Sunday, September 27, 2020

The Fed transfers

 

From this chart the Fed tax is about 3 percent of its assets and a half point of the economy.  But that half point is going up, up to a full point.   The Fed retains no earnings, all of it goes to government. 

Those number seem about right, the Fed market risk is about a quarter to half point, and pricing risk about 3%. 

The Fed needs to pay interest when it has too many gains, and earn interest visa versa. Generally the Fed is dealing with left skew or right skew.  So it is essentially balancing fits own loan to deposits across the maximum liquidity balance point.  

Think of the inflation tax that first appears in the a treasury deposit.  No corresponding loan, and the aggregate loan/deposit decreases and traders respond with new borrowings.   But not completely, and the Fed, a pit boss, will intervene and take on more market risk.  The Fed will increase its L/S, paying out money, a small  loss.  

Treasury, being an exogenous money printer, gets  small hedging gain due to innovations. small hedging gain.  But the inflation tax is expected and shared by all parties.  Over time the Fed S/L is still price neutral, government is not. So this scheme require government to deal with its own rising prices.  
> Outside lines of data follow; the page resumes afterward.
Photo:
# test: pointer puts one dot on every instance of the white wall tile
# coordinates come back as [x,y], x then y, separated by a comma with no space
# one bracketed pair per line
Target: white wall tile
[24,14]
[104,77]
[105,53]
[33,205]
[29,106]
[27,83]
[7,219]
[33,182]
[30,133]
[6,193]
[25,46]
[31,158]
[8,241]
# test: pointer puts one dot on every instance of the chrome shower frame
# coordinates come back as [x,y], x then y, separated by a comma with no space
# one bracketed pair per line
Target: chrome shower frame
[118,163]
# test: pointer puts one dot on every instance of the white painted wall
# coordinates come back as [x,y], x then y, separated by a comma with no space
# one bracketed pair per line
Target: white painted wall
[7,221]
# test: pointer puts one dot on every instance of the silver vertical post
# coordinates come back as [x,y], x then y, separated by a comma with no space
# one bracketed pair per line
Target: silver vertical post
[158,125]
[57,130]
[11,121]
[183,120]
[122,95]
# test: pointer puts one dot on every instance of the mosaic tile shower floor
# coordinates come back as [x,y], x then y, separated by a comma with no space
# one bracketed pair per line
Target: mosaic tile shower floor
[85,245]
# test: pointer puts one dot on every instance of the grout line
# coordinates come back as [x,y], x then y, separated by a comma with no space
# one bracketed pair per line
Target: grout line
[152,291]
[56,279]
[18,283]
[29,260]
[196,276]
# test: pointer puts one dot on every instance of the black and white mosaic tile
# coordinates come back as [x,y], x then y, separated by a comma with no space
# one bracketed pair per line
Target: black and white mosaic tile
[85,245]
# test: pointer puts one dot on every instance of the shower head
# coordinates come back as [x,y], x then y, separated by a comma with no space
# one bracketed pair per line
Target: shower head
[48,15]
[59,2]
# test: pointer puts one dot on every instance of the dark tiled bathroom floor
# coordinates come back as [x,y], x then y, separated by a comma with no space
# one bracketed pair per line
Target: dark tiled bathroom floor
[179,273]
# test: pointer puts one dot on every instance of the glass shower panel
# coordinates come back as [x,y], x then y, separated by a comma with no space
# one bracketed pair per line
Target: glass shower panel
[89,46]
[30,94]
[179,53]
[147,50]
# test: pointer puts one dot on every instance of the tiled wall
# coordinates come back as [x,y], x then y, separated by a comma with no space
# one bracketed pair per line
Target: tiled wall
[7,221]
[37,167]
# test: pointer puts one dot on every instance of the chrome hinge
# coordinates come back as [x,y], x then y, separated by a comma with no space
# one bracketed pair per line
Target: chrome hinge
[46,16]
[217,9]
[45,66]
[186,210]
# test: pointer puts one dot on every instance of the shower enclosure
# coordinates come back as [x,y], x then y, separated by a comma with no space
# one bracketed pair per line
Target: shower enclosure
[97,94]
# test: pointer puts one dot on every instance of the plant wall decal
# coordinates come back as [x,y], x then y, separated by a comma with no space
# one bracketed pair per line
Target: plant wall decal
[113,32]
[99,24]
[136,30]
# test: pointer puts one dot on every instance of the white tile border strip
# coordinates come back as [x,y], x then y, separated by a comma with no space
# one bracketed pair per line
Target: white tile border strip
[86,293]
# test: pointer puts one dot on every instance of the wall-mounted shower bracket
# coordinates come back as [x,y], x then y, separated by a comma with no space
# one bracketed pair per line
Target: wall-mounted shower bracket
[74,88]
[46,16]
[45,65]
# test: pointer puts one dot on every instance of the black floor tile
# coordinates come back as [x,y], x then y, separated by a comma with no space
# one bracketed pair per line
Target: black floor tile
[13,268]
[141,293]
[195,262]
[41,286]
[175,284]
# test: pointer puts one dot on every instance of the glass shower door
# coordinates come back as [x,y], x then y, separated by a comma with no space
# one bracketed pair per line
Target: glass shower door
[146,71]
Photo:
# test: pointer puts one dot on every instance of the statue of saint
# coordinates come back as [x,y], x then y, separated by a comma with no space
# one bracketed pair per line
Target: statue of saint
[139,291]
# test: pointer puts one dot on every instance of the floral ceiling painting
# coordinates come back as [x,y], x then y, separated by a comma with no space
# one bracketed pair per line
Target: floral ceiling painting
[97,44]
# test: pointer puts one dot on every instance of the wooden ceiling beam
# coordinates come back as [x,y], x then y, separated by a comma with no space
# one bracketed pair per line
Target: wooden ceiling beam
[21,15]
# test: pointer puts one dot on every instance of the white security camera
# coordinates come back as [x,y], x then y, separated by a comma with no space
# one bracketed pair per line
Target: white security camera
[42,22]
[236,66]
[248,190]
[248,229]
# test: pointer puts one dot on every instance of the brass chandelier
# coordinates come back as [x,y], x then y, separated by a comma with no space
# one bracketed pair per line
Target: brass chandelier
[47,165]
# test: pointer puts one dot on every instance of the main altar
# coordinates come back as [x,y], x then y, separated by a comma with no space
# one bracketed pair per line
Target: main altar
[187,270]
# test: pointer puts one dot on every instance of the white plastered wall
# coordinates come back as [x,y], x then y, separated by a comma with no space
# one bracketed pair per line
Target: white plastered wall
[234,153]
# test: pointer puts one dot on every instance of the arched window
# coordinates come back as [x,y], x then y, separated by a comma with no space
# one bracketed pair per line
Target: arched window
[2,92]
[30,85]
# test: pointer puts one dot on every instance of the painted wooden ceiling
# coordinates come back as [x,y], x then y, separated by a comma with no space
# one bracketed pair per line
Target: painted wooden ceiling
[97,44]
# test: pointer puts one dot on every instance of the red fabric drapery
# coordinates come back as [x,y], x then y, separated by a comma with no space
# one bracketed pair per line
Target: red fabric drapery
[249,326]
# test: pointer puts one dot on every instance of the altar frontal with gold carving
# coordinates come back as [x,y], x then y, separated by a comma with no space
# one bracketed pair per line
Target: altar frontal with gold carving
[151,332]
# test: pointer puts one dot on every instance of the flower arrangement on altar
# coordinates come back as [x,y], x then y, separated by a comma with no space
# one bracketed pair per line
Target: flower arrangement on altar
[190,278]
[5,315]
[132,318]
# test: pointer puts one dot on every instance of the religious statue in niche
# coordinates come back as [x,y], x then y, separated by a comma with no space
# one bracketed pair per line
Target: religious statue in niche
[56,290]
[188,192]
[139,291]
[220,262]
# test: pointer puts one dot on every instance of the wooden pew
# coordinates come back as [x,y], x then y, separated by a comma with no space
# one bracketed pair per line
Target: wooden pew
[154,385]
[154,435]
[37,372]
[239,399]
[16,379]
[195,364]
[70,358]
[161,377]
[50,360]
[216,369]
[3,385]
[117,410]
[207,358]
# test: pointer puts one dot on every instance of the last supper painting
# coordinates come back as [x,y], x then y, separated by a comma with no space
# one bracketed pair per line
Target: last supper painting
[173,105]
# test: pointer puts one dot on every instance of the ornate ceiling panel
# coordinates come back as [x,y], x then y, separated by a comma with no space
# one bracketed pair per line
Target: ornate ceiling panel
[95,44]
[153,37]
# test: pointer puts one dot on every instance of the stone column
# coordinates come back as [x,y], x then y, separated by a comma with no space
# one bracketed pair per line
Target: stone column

That means a significant reform, mainly remove all the inflation adjustment clauses. But in return for the reform, government gets a permanent new tax.  And it is a variable tax to some extent, depending on the contract.   But if real growth is over 2% government should be fine. The inflation tax comes to 400 billion a year. The CBO says we need 900 billion extra per year to cover or existing debt. This simple trick gets us half way there.